The bill proposes granting WisconsinEye funds from $10 million set aside for matching funds in an endowment so that WisconsinEye can resume operations now, something that WisEye President and CEO Jon Henkes told The Center Square in November he was hoping to happen.

WisEye shut down operations and removed its archives from the being available online Dec. 15.

The bill, which is scheduled for both a public hearing and vote in committee Tuesday, would remove the endowment fund restrictions on the funds and instead put the $10 million in a trust that can be used to provide grants for operations costs to live stream Wisconsin government meetings, including committee and full Assembly and Senate meetings at the state capitol.

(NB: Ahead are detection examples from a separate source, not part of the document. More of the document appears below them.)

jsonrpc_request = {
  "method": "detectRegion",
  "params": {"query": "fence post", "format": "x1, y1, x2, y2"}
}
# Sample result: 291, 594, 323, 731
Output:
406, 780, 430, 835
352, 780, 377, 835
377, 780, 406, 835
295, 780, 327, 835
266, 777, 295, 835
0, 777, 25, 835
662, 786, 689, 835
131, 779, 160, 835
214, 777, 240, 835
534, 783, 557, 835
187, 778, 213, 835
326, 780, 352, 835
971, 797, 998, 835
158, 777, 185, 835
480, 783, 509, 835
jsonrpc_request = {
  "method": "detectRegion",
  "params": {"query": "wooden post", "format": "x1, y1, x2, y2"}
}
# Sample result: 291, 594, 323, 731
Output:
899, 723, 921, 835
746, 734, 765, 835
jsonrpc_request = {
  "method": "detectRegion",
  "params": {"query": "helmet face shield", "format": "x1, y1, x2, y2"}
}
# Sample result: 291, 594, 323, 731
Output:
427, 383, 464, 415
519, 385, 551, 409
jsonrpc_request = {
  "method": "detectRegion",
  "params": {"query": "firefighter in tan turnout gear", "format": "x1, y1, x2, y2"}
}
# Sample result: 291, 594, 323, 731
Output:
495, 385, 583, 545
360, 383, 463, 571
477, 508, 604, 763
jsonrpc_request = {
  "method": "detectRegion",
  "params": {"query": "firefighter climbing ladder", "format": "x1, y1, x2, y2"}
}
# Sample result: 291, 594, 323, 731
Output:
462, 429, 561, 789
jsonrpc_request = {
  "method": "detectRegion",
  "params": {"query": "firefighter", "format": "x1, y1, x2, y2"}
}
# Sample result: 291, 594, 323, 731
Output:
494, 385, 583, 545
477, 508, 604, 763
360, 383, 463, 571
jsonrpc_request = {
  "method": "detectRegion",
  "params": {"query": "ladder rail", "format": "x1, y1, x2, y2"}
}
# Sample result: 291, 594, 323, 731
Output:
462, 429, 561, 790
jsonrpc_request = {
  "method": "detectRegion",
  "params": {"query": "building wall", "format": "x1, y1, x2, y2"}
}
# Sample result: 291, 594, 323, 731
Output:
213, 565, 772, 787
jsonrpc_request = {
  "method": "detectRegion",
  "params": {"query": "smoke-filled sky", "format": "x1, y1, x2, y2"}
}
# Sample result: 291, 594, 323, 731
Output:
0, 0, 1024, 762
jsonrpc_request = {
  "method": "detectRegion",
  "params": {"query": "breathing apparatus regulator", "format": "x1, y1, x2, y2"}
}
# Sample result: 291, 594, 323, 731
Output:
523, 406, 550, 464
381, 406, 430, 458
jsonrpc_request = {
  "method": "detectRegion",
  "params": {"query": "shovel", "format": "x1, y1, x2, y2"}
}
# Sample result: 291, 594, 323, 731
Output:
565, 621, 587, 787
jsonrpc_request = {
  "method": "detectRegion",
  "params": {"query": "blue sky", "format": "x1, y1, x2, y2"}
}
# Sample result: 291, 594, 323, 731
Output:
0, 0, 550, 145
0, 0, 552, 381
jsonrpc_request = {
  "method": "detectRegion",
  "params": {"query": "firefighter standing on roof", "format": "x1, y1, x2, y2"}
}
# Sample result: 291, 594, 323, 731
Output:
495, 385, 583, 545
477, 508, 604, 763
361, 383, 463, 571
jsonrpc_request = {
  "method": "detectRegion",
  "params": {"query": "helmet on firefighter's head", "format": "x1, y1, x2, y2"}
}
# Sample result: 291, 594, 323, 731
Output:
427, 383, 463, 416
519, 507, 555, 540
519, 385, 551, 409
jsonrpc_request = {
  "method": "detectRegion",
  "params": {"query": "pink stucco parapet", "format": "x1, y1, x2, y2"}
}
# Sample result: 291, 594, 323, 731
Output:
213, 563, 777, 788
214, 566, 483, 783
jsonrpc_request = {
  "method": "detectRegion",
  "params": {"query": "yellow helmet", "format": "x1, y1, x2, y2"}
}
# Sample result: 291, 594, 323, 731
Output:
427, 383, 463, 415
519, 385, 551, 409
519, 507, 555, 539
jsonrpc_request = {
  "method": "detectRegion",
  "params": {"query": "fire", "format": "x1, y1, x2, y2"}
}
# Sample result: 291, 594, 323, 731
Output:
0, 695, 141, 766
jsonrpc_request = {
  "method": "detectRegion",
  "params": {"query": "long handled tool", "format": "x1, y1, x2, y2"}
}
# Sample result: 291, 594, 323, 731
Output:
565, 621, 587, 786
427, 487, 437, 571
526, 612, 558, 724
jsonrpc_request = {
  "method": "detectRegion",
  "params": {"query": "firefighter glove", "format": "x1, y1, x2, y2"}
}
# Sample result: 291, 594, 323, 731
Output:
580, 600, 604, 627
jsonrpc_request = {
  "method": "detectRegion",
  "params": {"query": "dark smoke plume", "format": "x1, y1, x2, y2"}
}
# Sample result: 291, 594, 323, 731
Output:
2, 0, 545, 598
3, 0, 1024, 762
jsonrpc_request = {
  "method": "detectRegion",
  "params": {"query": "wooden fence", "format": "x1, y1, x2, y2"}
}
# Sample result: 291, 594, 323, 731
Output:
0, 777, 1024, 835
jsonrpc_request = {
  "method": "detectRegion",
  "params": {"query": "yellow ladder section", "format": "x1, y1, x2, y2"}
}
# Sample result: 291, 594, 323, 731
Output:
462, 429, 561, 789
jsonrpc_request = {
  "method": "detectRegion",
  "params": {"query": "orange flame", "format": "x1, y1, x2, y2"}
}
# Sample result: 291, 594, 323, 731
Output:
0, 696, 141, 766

The bill has four restrictions, starting with the requirement that appointees of the Assembly Speaker, Senate Majority Leader, Assembly Minority Leader and Senate Minority Leader that are not members of the Legislature be added to the WisEye board of directors.

WisEye will be required to focus coverage on official state government meetings and business, provide free online access to its live broadcasts and digital archives and that WisEye provides an annual financial report to the Legislature and Joint Finance Committee.

“Finally, under the bill, if WisconsinEye ceases operations and divests its assets, WisconsinEye must pay back the grants and transfer all of its archives to the state historical society,” the bill reads.

There is not yet a companion bill in the Senate. The bill must pass both the Assembly and Senate and then be signed into law by Gov. Tony Evers.

WisconsinEye has continued to push for private donations to meet the $250,000 first-quarter goal to restart operations with a GoFundMe showing it has raised $56,087 of the $250,000 goal as of Monday morning.